Link:—Why does a man not perform his own duty, when he knows that one's own duty is better, even though devoid of merit than the duty of another, well discharged? For this Arjuna, puts a question, in the verse that follows
atha kena prayukto'yam papam carati purusah
anicchannapi varsneya baladiva niyojitah
But, why is a man impelled to commit sin, as if by force, even against his will, 0 Varsneya (Krsna)? 36
Atha kena prayukto'yam papam carati purusah anicchannapi varsneya baladiva niyojitah:-Lord Krsna has been addressed as 'Varsneya, because he belonged to the Vrsni clan. In the preceding verse, Lord Krsna praised the performance of one's duty, and duty as performed, according to one's caste and clan. So Arjuna, addresses the Lord as Varsneya. A sensible man does not want to commit sin, by thinking of its bitter and sad fruit.
Here the term 'anicchan does not mean, discarding desire for pleasure and prosperity. It rather, stands for the renunciation of desire, to commit sin.
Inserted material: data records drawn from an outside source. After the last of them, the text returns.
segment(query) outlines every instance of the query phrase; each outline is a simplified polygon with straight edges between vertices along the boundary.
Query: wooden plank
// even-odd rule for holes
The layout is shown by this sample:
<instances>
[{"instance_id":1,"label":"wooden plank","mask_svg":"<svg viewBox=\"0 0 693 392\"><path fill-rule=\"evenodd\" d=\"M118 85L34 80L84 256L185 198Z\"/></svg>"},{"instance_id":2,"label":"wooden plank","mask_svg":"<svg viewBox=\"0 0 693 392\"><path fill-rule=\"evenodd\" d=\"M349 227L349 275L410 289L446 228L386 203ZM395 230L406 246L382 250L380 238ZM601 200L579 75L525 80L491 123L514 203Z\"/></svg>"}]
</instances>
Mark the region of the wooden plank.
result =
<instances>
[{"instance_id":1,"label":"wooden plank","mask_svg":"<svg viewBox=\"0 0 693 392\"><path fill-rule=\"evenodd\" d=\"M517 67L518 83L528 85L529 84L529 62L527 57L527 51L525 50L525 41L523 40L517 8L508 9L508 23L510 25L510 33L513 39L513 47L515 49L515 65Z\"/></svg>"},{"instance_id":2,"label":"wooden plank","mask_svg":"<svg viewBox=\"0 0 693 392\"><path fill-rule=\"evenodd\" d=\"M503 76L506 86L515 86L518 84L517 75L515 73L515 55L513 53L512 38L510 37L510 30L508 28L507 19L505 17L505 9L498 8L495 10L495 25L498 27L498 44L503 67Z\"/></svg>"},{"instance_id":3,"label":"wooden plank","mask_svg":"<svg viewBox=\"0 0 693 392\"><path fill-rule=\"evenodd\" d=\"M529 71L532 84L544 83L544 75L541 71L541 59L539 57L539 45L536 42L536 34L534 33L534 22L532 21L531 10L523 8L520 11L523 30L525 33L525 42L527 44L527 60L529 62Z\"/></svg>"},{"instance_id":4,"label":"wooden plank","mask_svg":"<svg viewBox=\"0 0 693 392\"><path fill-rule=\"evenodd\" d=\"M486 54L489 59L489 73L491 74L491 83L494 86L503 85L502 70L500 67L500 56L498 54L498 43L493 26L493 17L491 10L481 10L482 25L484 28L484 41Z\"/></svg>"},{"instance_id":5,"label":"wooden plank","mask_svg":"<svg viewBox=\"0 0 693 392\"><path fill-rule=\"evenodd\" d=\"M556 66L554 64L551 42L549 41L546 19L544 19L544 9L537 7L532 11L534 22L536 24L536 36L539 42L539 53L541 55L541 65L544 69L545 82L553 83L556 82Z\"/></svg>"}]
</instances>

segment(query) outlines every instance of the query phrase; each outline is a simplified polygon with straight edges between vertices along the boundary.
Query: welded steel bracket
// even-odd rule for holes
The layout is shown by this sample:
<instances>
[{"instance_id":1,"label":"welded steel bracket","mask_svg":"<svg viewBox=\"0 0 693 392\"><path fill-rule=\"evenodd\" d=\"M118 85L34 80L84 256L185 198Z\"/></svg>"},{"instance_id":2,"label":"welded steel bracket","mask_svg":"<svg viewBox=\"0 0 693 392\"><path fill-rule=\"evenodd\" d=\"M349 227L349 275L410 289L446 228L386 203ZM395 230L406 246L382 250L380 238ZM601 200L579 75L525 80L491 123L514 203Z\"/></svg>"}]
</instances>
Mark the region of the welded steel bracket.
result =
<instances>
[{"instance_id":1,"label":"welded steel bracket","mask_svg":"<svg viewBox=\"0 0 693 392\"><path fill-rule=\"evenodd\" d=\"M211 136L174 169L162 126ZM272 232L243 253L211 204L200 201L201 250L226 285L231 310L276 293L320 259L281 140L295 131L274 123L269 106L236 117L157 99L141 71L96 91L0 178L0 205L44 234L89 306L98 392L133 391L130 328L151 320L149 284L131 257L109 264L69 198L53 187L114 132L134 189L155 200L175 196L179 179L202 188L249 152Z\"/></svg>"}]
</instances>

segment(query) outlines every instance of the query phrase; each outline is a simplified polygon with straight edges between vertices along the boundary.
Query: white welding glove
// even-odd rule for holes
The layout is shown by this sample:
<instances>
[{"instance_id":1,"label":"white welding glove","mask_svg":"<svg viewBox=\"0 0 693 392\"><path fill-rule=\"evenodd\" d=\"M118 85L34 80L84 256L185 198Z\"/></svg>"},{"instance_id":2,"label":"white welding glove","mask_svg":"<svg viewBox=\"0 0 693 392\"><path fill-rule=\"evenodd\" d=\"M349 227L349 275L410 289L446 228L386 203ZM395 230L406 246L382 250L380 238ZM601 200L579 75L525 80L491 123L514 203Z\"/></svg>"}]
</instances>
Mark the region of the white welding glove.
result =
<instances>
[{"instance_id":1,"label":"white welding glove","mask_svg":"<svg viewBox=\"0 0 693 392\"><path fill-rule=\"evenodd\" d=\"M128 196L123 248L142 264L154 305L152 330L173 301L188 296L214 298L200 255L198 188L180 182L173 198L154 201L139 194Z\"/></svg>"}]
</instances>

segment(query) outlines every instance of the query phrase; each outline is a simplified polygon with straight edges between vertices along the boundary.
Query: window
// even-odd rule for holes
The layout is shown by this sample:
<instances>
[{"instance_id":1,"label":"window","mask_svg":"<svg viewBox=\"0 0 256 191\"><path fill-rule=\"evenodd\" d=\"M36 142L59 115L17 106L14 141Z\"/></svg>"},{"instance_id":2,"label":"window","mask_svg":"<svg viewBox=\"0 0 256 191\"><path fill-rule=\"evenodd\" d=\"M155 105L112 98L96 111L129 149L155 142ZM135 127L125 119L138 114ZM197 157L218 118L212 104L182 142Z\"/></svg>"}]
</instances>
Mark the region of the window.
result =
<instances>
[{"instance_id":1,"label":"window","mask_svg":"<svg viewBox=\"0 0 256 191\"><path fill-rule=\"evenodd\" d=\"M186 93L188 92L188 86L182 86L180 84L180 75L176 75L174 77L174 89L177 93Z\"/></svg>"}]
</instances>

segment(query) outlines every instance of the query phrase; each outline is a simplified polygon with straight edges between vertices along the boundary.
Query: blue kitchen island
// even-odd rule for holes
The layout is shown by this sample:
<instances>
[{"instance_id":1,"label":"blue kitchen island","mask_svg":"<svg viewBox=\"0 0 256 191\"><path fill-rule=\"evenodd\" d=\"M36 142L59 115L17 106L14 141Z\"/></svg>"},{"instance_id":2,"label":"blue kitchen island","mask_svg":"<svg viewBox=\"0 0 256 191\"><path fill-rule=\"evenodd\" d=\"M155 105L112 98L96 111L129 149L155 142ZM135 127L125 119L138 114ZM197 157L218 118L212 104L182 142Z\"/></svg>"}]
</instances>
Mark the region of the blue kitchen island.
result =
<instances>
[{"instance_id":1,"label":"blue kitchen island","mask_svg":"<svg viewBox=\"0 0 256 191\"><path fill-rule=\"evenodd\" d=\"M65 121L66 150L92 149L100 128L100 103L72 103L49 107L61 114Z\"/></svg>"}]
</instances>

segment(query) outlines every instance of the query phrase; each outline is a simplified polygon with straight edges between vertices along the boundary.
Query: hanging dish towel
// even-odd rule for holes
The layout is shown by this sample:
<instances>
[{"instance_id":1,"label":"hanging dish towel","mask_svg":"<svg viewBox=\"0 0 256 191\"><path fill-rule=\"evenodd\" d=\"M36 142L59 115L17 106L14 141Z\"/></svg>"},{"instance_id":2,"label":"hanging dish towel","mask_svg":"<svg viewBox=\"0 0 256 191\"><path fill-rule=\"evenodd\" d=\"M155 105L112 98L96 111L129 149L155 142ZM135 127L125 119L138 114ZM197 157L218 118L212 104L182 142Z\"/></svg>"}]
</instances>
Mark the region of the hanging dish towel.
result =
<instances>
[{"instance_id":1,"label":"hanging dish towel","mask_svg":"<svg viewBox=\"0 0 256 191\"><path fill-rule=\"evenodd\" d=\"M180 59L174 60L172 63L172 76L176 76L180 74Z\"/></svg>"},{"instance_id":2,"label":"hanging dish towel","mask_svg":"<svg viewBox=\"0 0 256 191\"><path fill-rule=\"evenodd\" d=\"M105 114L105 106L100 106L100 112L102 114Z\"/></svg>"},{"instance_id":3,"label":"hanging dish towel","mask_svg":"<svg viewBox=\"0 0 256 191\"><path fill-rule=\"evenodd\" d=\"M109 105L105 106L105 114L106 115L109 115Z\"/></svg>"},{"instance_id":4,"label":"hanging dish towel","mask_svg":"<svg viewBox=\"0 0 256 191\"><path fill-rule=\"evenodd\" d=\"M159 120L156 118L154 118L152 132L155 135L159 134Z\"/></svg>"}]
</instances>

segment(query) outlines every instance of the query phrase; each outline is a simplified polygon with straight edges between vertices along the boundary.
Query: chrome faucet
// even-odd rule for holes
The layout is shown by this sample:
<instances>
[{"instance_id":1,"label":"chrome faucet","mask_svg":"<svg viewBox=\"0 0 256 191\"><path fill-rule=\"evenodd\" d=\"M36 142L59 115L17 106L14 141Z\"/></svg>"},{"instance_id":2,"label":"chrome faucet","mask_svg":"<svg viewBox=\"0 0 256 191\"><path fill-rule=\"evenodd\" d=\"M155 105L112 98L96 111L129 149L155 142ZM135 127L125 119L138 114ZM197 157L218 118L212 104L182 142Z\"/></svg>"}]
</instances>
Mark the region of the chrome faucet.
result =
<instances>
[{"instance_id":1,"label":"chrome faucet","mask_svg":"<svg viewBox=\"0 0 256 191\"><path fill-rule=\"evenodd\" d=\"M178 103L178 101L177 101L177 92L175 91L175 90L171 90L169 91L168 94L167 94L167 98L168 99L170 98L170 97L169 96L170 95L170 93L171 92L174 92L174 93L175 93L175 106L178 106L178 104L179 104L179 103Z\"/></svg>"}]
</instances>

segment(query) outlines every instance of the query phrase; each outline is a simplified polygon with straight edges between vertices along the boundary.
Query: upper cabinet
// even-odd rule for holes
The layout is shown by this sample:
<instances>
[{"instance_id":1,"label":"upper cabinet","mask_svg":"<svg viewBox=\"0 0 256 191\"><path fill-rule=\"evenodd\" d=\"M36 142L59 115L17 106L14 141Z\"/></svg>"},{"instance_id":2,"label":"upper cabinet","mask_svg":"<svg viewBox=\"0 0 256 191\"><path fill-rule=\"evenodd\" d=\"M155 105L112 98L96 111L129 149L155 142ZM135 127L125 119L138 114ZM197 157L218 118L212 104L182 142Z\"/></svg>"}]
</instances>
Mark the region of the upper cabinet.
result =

A sensible man does not want to commit sin, but it is the desire for pleasure and prosperity, which deviates him from the performance of his duty and forces him to perform sinful acts.
The expression baladiva niyojitah' (as if driven by force) has been used, to point out the fact that a sensible man, by knowing the bitter fruit of a sinful act does not want to commit it, yet he is forcibly driven to it. From this, it appears that some force is there, to compel him to commit sins.
The root of this sin is desire, for worldly pleasures and prosperity. But a man does not give any heed to this desire, and so he is unable to know the root of evils (sins). He understands that he wants to abstain from committing sins, but some entity is forcibly engaging him, in sins. Duryodhana also declares:
"i know what is righteousness, but I am not inclined to it; I also know what is unrighteousness, but I cannot get rid of it. There is some 'deva' (force) in my heart, which drives me to act" (Garga-Samhita, Asvamedha. 50/36).
The term 'deva' used by Duryodhana stands for desire, (for pleasure and prosperity) which forces him to commit sin, and not to follow righteousness.
The expression 'Kona prayukto'yam papam care—also shows that he is impelled to commit sin by some other force.
The Lord, in the thirty-fourth verse, said, "Attachment and aversion (which are subtle forms of desire and anger) are, the foes of a striver (i.e., these are the roots of sins)". As it was said in a general way, Arjuna could not understand this point. So he puts this question. Arjuna, means to ask whether it is lack of faith or carping spirit or villainous nature or clouded understanding or force of one's own nature or attachment and aversion, or disinclination for one's own duty and inclination to the duty of another (described from the thirty-first verse to the thirty-fifth verse), which drives a man to commit sin. Besides these, is it God or fortune or time or circumstance or action or bad company or society or custom or any government law etc., which is impelling him to commit sin?